Les dates limites de consommation sont-elles bonnes à jeter?

En Suisse, chaque habitant jette en moyenne 90 kilos de déchets alimentaires par an. © iStock

Pour limiter le gaspillage, plusieurs supermarchés anglais ont décidé d’enlever la date de péremption de certaines denrées alimentaires. Cette mesure est-elle probante et sera-t-elle aussi introduite en Suisse?

Elles s’affichent fièrement sur les emballages des aliments que l’on achète. Introduites en Suisse par Migros en 1967, les dates limites sont, en effet, omniprésentes dans nos vies de consommateurs. Généralement consultées avec attention, elles représentent un véritable point de repère dans la constellation de nos achats alimentaires. Pourtant, en Angleterre, plusieurs supermarchés ont décidé de s’en passer. Le grand distributeur Waitrose, par exemple, les a enlevées de 500 produits. «Nous estimons que la suppression des dates sur les fruits et légumes frais pourrait sauver l’équivalent de 7 millions de paniers de nourriture de la poubelle», a-t-il expliqué. Quant à Morrisons, autre chaîne de supermarchés anglais, elle les a effacées sur 90% des emballages de son lait de marque distributeur. But avoué de la manœuvre? Limiter le gaspillage alimentaire et, par effet ricochet, lutter contre diverses pénuries. A l’aune des 153,5 millions de tonnes de nourriture qui finissent, chaque année, dans les poubelles rien qu’au sein de l’Union européenne, on se dit que ces mesures sont sensées. 
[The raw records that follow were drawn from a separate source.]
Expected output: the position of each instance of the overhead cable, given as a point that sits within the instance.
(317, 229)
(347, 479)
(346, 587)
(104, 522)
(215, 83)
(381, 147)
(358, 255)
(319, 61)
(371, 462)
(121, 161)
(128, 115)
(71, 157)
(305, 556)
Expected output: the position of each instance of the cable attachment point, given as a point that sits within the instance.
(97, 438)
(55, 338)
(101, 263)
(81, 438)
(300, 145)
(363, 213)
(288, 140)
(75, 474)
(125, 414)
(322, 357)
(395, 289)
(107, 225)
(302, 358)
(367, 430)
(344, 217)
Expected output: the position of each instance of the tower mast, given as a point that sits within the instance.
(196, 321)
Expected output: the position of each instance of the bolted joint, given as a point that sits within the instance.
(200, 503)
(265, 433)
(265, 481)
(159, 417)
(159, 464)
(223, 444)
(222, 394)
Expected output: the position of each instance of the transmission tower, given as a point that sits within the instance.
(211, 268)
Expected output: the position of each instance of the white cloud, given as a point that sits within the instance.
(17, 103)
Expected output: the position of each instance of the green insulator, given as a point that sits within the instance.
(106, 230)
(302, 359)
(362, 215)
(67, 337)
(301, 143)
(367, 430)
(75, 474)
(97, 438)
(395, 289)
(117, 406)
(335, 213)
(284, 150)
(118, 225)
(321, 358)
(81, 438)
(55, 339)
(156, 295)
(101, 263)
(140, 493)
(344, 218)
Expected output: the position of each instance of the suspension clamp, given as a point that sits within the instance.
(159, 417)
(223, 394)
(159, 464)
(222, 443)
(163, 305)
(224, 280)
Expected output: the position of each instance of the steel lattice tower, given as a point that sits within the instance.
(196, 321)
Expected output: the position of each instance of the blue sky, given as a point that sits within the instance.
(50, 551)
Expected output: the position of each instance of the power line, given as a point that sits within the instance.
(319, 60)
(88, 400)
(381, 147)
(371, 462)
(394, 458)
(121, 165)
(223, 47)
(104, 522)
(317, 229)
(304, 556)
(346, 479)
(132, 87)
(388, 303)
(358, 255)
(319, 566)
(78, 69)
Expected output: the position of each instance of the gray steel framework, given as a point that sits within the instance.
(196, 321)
Ce procédé pourrait-il dès lors inspirer la Suisse qui, avec en moyenne 90 kg de déchets alimentaires par habitant et par an (soit une perte de 2000 francs chaque année pour un ménage de quatre personnes), figure au 10e rang mondial d’un rapport sur le gaspillage alimentaire édité par l’ONU? Peut-on imaginer que les dates limites de consommation finissent progressivement par disparaître? Pour le savoir, il faut se tourner vers l’Ordonnance fédérale concernant l’information sur les denrées alimentaires (OIDAI), qui oblige depuis les années 1980 le datage de la plupart des aliments, exception faite, notamment, des fruits et  légumes frais, du vin et d’autres boissons alcoolisées ainsi que des produits de boulangerie destinés à être consommés dans les 24 heures. De fait, comme les fruits et légumes ne sont généralement pas datés en Suisse, nous avions déjà un coup d’avance sur les supermarchés anglais qui ont pris ces mesures. «Il n’est pas prévu d’aller plus loin et de supprimer cette obligation de date de durabilité minimale», assène d’emblée Doris Schneeberger, collaboratrice scientifique au sein de l’Office fédéral de la sécurité alimentaire et des affaires vétérinaires (OSAV).

Effet inverse

Rebecca Eggenberger, spécialiste alimentation et cosmétiques à la Fédération romande des consommateurs (FRC), s’en réjouit: «Plusieurs études ont montré que la suppression pure et simple des dates de conservation minimale de denrées non réfrigérées, comme par exemple les saucissons secs, les conserves, les pâtes, le riz, les fromages à pâte dure ou le café, ne représente pas une mesure efficace. La date de conservation minimale fournit en effet des renseignements sur le produit et garantit qu’il correspond au prix et à la qualité promise au moment de l’achat. Sans repère, le risque de jeter l’aliment avant même l’échéance de péremption est encore multiplié! De plus, cette information aide les consommateurs à gérer leurs stocks d’aliments en prenant d’abord les plus anciens, ce qui limite, dans un même temps, la migration de résidus de l’emballage vers les aliments.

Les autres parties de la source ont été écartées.